Star Wars: The Old Republic: The Illum Problem

IGN has penned an article to explain the problems with one of Star Wars: The Old Republic’s PvP-focused locations, Illum, and recap the way BioWare iterated in their attempt to solve them. All in all, the writer doesn’t seem impressed by what the developers have done:

Now Ilum stands in PvP limbo. Camping hasn’t exactly vanished, it’s just shifted to immediately outside a faction’s base. Rather than an overwhelming bombardment of Force powers and missiles over the spawn point, there’s an almost-constant, uneasy standoff just on the border of the instant-kill line. It’s an improvement, certainly, but it’s still not fun. Ilum as it stands currently discourages aggression, because pushing the enemy into their base means you will get fewer kills. So instead of an all-out war, players tend to wait in specific locations, kill each other until one side has been pushed back a certain distance, then stop the advancement and let them regroup. It’s functionally not so different from Ilum’s original iteration.

But BioWare seems to be pretty happy with it anyway. “We’ve closely monitored Valor gains in Ilum post patch 1.1a.” Amatangelo says. “The average player [Valor gained per second] is very close between factions and between time spent in content (Warzones vs Ilum).” The reason they don’t mind is because their intention doesn’t match up with what players want or expect. According to Amatangelo, “Ilum was never meant to be more than a raw open world PvP ‘lake’ with some bonus objectives.”

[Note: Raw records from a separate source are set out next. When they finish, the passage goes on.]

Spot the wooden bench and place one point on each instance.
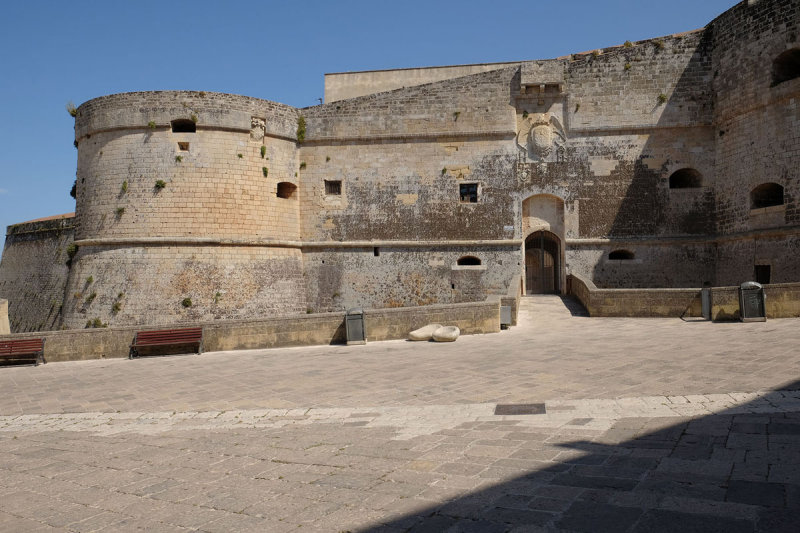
(167, 337)
(31, 350)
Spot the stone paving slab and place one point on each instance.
(643, 430)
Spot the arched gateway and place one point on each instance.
(542, 263)
(543, 223)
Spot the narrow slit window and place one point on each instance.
(766, 195)
(333, 187)
(763, 273)
(286, 190)
(468, 260)
(786, 66)
(183, 125)
(621, 255)
(685, 178)
(468, 193)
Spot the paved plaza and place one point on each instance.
(623, 425)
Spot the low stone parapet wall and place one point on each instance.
(300, 330)
(782, 301)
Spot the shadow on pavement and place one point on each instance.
(736, 471)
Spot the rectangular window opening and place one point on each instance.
(468, 192)
(763, 274)
(333, 187)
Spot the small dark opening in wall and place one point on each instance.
(468, 192)
(623, 255)
(766, 195)
(183, 125)
(333, 187)
(468, 260)
(763, 273)
(685, 178)
(786, 66)
(286, 190)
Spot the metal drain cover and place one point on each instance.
(519, 409)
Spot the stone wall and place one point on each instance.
(135, 284)
(782, 301)
(33, 272)
(391, 276)
(344, 85)
(5, 327)
(757, 127)
(302, 330)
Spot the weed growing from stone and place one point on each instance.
(301, 128)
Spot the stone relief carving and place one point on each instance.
(257, 128)
(541, 137)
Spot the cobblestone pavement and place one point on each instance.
(642, 425)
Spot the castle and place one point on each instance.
(670, 162)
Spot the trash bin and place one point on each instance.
(354, 324)
(705, 302)
(752, 304)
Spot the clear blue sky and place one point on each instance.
(53, 52)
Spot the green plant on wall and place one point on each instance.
(301, 128)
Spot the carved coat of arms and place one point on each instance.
(541, 137)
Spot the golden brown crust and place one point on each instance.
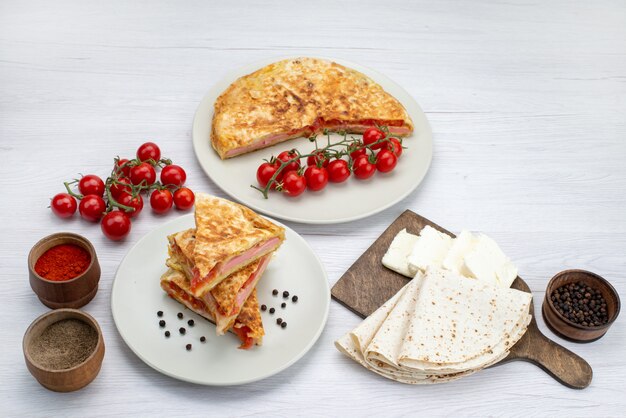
(250, 316)
(225, 229)
(293, 95)
(226, 291)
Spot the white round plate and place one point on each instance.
(137, 297)
(351, 200)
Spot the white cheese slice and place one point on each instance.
(484, 260)
(506, 274)
(396, 256)
(461, 245)
(430, 250)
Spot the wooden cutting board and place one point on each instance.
(368, 284)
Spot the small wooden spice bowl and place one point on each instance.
(70, 379)
(72, 293)
(568, 329)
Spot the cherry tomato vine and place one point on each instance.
(119, 198)
(332, 162)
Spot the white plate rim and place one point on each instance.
(200, 142)
(273, 372)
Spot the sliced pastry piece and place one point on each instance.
(248, 325)
(230, 295)
(299, 97)
(228, 237)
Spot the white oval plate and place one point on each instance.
(137, 296)
(354, 199)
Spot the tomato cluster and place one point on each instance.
(334, 163)
(118, 199)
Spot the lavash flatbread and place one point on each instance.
(460, 319)
(393, 343)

Which brings us back to the reward system. Every Tuesday, players get access to their refreshed weekly PvP quests in addition to a new quest every day. There are weekly and daily quests for both the Ilum PvP zone, and the Warzones, and they both give identical rewards. If Ilum is just a supplemental zone meant to fill a small PvP niche, it shouldn’t be rewarded as evenly as highly-structured, much more dynamic PvP Warzones. But the rewards are so powerful that you need to participate to stay competitive. A full set of the current lowest tier of level 50 PvP gear makes you deal approximately 10% more damage to players, and take approximately 10% less damage from players, compared to those without a PvP set. It’s incredibly difficult for players who have just hit the level cap to be effective in PvP as a result, though there is an introductory level 50 PvP set on the way which should hopefully close the gap.